# Roof strips



## hayyan (Jun 17, 2007)

I didnt see this question on any of the forums. 
Well, i have had some people say that my beautiful Q White Calla looks like a dinasour, and once i got a school bus, and another i got soccermom !!!








wasnt very impressed !!








Now i am thinking that if i remove the standard roof strips, or racks, or whatever you may call them, the car might looks even better.
Any thoughts? comments? perhaps pictures?
Mind you, i have the panoramic roof.


----------



## mml7 (Dec 3, 1999)

*Re: Roof strips (hayyan)*

They're just ignorant and/or jealous. I use my roof rails (Thule rack), so removing them isn't an option for me.

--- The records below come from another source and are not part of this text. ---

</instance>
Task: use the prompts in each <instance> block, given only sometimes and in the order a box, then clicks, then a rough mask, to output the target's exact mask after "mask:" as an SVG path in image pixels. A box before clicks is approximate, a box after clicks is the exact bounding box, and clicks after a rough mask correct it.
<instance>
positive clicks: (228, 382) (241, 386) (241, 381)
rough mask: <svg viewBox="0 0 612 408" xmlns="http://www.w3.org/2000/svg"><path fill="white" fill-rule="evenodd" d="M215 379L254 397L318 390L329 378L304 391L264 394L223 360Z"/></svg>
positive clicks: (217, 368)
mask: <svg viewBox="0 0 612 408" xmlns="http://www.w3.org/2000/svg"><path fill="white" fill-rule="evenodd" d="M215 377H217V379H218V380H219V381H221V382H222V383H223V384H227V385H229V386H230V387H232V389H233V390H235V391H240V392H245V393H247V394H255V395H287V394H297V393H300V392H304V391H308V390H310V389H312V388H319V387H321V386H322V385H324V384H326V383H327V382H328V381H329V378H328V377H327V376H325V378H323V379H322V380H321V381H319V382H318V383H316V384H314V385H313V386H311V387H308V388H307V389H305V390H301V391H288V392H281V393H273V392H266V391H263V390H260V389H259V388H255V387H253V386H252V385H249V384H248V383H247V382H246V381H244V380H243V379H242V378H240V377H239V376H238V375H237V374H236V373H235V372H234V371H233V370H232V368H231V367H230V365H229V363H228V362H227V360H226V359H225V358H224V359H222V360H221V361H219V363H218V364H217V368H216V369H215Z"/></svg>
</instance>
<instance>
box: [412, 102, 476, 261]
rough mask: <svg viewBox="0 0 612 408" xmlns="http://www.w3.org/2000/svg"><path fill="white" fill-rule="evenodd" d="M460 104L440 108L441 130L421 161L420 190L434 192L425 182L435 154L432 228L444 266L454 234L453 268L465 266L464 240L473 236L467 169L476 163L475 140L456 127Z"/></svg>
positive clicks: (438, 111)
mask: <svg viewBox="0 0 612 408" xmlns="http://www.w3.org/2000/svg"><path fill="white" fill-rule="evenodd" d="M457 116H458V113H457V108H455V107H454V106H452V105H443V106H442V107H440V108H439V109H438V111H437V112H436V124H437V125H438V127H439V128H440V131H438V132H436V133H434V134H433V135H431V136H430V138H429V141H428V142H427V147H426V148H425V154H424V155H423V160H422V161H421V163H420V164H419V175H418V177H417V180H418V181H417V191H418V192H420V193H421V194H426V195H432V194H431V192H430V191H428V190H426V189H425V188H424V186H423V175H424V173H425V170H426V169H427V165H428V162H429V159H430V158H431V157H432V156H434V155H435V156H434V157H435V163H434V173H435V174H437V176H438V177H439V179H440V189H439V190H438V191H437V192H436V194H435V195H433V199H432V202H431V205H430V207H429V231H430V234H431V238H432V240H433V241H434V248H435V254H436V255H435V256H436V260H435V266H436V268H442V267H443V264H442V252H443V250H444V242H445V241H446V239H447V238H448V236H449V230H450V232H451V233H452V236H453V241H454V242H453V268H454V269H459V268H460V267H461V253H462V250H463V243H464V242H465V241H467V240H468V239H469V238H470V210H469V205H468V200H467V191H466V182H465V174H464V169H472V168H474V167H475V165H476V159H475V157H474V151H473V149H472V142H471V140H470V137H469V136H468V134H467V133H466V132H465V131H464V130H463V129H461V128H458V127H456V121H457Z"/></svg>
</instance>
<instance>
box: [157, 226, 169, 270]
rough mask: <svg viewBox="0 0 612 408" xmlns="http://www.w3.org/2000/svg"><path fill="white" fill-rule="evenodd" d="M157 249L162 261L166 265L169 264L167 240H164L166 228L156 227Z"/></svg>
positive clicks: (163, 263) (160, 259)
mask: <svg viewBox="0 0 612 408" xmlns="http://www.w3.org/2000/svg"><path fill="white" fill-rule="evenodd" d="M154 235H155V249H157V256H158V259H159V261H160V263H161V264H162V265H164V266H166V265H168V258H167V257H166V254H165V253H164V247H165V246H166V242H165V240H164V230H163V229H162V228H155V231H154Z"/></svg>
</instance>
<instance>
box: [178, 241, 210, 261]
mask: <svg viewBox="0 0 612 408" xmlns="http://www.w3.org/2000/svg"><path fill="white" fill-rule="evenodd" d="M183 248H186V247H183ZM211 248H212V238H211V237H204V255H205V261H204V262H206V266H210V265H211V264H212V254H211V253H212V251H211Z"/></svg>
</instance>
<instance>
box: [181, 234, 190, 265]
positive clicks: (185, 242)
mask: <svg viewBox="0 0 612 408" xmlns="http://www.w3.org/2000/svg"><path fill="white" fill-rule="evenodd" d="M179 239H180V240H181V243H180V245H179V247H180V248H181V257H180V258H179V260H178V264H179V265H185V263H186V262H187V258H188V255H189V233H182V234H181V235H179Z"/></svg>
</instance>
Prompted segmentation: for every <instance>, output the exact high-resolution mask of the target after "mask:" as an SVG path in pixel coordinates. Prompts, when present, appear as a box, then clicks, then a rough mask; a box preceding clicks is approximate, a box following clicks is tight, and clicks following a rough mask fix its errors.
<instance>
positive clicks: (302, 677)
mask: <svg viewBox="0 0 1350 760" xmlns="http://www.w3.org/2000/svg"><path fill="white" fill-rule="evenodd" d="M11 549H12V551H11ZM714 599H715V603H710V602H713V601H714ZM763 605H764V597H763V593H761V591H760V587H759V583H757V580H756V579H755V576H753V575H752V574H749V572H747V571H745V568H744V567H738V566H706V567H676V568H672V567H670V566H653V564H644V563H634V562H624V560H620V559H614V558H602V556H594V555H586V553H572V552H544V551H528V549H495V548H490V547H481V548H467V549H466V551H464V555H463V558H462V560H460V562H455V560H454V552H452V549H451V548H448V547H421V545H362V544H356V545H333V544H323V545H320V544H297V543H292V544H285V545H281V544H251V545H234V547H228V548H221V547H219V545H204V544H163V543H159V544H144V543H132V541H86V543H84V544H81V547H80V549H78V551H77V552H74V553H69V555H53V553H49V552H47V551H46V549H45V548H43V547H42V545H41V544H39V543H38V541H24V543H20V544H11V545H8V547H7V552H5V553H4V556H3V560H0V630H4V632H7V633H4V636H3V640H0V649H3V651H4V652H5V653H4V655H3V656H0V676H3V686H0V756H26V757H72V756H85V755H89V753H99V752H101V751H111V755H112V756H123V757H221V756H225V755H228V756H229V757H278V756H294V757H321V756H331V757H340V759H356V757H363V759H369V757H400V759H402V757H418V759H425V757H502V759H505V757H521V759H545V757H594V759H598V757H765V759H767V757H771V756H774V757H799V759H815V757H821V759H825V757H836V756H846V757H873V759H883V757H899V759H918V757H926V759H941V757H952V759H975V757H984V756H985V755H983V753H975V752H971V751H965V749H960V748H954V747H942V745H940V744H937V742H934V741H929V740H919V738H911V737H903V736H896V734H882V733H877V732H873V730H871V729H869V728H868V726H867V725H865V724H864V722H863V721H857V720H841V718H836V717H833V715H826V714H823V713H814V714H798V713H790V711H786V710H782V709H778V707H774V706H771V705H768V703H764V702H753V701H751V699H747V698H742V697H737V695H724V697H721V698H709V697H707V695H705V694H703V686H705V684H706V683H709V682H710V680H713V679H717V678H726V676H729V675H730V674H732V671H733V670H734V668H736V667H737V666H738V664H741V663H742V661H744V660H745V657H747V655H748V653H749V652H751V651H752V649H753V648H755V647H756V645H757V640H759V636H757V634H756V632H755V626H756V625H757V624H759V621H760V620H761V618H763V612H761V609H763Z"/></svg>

I think that the Q would look a little naked without them


----------



## hayyan (Jun 17, 2007)

*Re: Roof strips (mml7)*

yeah, after i posted this, i kept staring at the car from all angles, i also thought that it would look like it has a long front, and it might look like the all-road.
Still, if someone has any other comments, and pics, you are welcome to update me.


----------



## Giro (Jun 19, 2006)

I think you need to grab your balls and remember what you're driving unless like mine they're lodged in your throat after a run in sport mode. You have, in your possession, one of the finest SUV's ever produced. It has everything and more than you could ask for out of a vehicle of it's size and purpose. Unlike the X5 and especially X3 or MB GL it has no feminine lines at all so the soccer mom quote is drivel. 
Do yourself a favor. Walk outside and take a long look at the front of the Q7. When you realize that something is glaring back, with it's eyes half closed and angled up and chrome teeth flashing at you, you'll quickly realize that a man's SUV is staring right back at you...well except for that white paint. ;-)


----------



## hayyan (Jun 17, 2007)

*Re: (Giro)*

am not having doubts, i think the car has very very sleek lines, and to think, i was between the carerra 4s and this one, and i went for this, so dont worry, i love the car, but was thinking, was it justified what people thought about this beauty?
i thought if i can improvise, nevertheless, today i am installing a Remus muffler exhaust, its gonna be wild


----------



## kpg111 (May 5, 2002)

*Re: Roof strips (hayyan)*

How about Caractere Styling for the Q7? I think that will totally change how they look at your Q7 hahaha! I'm thinking of doing it for the Q7....
Oh well, those people don't know anything about cars . . . or they are dying of envy! All in all the Q7 is a beautiful marriage of design and function.


----------